2 Missile Racks (Defense 4): O O 20 Missiles (Attack 6, Range 5): O O O O O O O O O O O O O O O O O O O O 3 Main Battery (Attack 4, Range 3, Defense 4): O O O 6 Secondary Batteries (Attack 3, Range 2, Defense 3): O O O O O O 16 Antipersonnel (Attack 1, Range 1, Defense 1): O O O O O O O O O O O O O O O O 75 Tread Units: (Starting MA 3) O O O O O O O O O O O O O O O O O O O O O O O O O (M2) O O O O O O O O O O O O O O O O O O O O O O O O O (M1) O O O O O O O O O O O O O O O O O O O O O O O O O (M0)
For ramming, assume that the Mark IV and Fencer are the same size, and that each succeeding Mark of Ogre is bigger than the preceding ones.
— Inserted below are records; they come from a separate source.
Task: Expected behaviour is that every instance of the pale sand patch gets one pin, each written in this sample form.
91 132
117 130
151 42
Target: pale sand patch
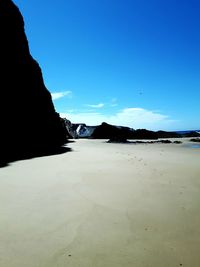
102 205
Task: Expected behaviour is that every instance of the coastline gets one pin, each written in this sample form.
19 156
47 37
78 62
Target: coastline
104 205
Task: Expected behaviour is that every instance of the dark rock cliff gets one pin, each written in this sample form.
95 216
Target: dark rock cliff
29 124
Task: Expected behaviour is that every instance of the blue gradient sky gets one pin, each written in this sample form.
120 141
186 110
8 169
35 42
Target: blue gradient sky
127 62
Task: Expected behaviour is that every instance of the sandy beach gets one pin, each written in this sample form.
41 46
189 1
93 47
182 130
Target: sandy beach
102 205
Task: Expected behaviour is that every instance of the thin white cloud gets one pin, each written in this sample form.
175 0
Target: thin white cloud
114 102
132 117
100 105
58 95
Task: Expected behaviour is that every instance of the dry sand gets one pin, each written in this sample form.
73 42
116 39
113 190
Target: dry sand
102 205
A Mark I Ogre is treated as an ordinary heavy tank for ramming; a Mark IV or Fencer does 4 dice damage when it rams, and a Mark VI does 6 dice damage.
Have fun with these – let us know how they perform for you. A Mk IV and a Fencer should be about equal – Fencer a little better in slugging matches. Either one should kill a Mk III. A Mk V should be able to take either a IV or a Fencer – but it gets badly hurt. A VI can smash anything.
If you find good ways of putting these into scenarios, let us know.
Have fun, and may a Mark V not walk through your house.